Purwakarta -
Kematian Sumarna (40), satpam Waduk Jatiluhur, Kabupaten Purwakarta, yang ditemukan dalam kondisi tangan terborgol menimbulkan tanda tanya besar. Pihak keluarga merasa ada kejanggalan dan meminta agar kematian Sumarna diusut tuntas.
"Saya dapat info pas mau Jumat, bahwa korban terborgol di air. Karena korban meninggal di air dan ada hal yang janggal, posisinya tangan terborgol ke belakang. Tolong usut tuntas sesuai jalur hukum," ujar Ocid, paman korban, dilansir detikJabar, Sabtu (25/7/2026).
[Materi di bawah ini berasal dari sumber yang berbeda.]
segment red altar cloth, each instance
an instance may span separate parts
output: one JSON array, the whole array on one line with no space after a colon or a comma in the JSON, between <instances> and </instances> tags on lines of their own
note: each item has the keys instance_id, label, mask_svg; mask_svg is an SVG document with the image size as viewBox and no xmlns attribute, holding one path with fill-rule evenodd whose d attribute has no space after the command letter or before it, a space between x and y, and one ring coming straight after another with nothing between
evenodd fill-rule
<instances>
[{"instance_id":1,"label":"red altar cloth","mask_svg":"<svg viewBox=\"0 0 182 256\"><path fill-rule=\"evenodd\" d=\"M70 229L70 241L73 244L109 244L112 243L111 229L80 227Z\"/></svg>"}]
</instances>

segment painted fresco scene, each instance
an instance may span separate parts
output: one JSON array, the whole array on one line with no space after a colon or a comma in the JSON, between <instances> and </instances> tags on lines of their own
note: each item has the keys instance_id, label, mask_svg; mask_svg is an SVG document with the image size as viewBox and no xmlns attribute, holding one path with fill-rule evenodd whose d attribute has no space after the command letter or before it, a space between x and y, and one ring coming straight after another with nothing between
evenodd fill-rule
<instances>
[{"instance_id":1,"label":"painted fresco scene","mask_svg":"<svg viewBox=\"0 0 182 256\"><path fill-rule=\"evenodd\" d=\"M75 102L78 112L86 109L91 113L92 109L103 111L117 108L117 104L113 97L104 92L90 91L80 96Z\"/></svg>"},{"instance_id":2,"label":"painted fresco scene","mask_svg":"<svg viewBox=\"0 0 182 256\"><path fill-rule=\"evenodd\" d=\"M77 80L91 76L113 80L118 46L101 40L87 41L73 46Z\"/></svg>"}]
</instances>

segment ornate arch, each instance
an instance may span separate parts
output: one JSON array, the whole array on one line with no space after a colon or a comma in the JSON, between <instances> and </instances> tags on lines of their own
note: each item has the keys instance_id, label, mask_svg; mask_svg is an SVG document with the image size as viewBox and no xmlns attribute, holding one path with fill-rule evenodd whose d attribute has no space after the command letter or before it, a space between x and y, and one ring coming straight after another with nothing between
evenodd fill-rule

Demi mencari kebenaran, pihak keluarga telah memberikan izin kepada kepolisian untuk melakukan prosedur autopsi. Ocid berharap langkah medis ini dapat menjawab misteri penyebab kematian keponakannya yang hingga kini belum terungkap.
SCROLL TO CONTINUE WITH CONTENT
"Saya selaku paman korban, tadi sudah menghubungi kakak korban dan adik korban, kemudian istri korban sudah menyetujui proses autopsi. Agar bisa diketahui penyebab kematiannya, karena sampai saat ini kami tidak mengetahui apa penyebabnya," katanya.
Jasad korban ditemukan pada Jumat (24/7/2026) siang. Jasad korban ditemukan mengapung di danau dan masih mengenakan seragam satpam.
Jasad korban ditemukan setelah rekan korban mencari Sumarna karena hilang kontak sejak pukul 03.00 WIB. Pencarian kemudian dilakukan oleh kepala satpam bersama warga di sekitar area waduk.
Jasad korban akhirnya ditemukan mengapung di pinggir air sekitar pukul 11.00 WIB. Sumarna diketahui tengah menjalankan tugas piket malam di area waduk sebelum akhirnya ditemukan tewas.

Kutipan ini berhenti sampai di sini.